The big clash at this point has been between Spain, Germany and France. The latter wanted these CFDs to include financial support for nuclear energy, something that neither Germany nor Spain conceived of at first, as they were inclined to limit this mechanism to renewable energy. The recent agreement led by Ribera, however, has admitted the French claim regarding atomic energy, always “under the subsequent supervision of the Commission”within the framework of Community state aid regulations.

As a result of the agreement, which has yet to be debated between parliamentary institutions, French nuclear energy will be more competitive in terms of price. Although this “sacrifice” on the part of Spain has already raised blisters among the national electricity companies, the truth is that otherwise reaching an agreement with such a consensus would have been almost impossible.
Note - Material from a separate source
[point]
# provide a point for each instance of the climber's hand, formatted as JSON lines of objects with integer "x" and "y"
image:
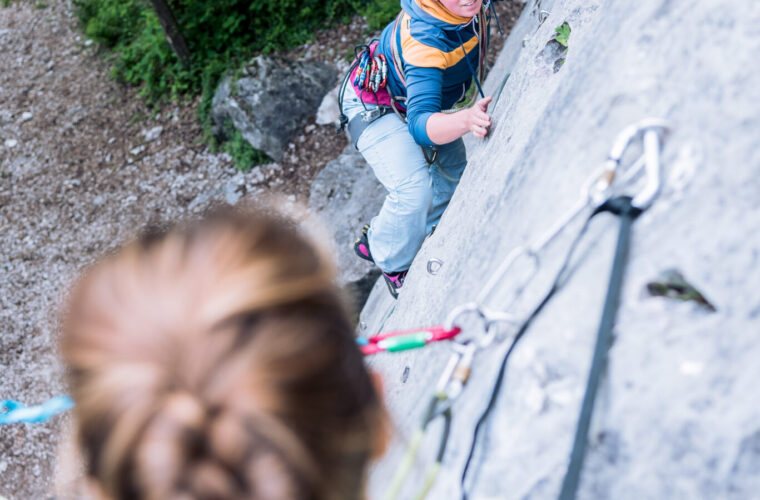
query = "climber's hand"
{"x": 478, "y": 120}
“We have achieved that all investments that want to be subject to CFDs can do so, that Member States can use instruments that impact stability and the price that consumers ultimately pay,” Ribera highlighted in his appearance from Luxembourg. The acting vice president has specified that Hungary’s opposition is not attributable to this point of friction, but rather to other issues of commercial impact.

Brussels’ decision to carry out substantial modifications to the rules of the electricity market dates back to the shock of the Russian invasion of Ukraine, which sent electricity and gas prices skyrocketing and endangered the EU’s energy supply. “The war in Ukraine made it clear that it was important to introduce changes in the regulatory framework to encourage investment in clean energy, in order to quickly decarbonize our economy“Ribera contextualized.

Spain has managed to get both Germany and France to give in and, although Parliament’s position is different and we are going to have discussions about CFDs, I think it is very positive that they have agreed so that we can start dialogues as soon as possible,” the Spanish MEP shares with EL MUNDO. Nicols Gonzlez Casares (S&D – Socialists and Democrats).

The debate now, and the role of the Commission as referee, will now focus on guaranteeing that there are no distortions that affect competition between the 27. “In a certain way, from the Council’s position, support is given to CFDs such as the election scheme for public support for new installations, but it will have to be the Commission that evaluates whether support for existing installations could fragment the internal market,” explains Casares.

For their part, private sector sources emphasize that with the present agreement “France wins and Germany accepts with control of the Commission… the alternative was for each country to do what it wanted on its own, as the French minister of the sector threatened this morning.”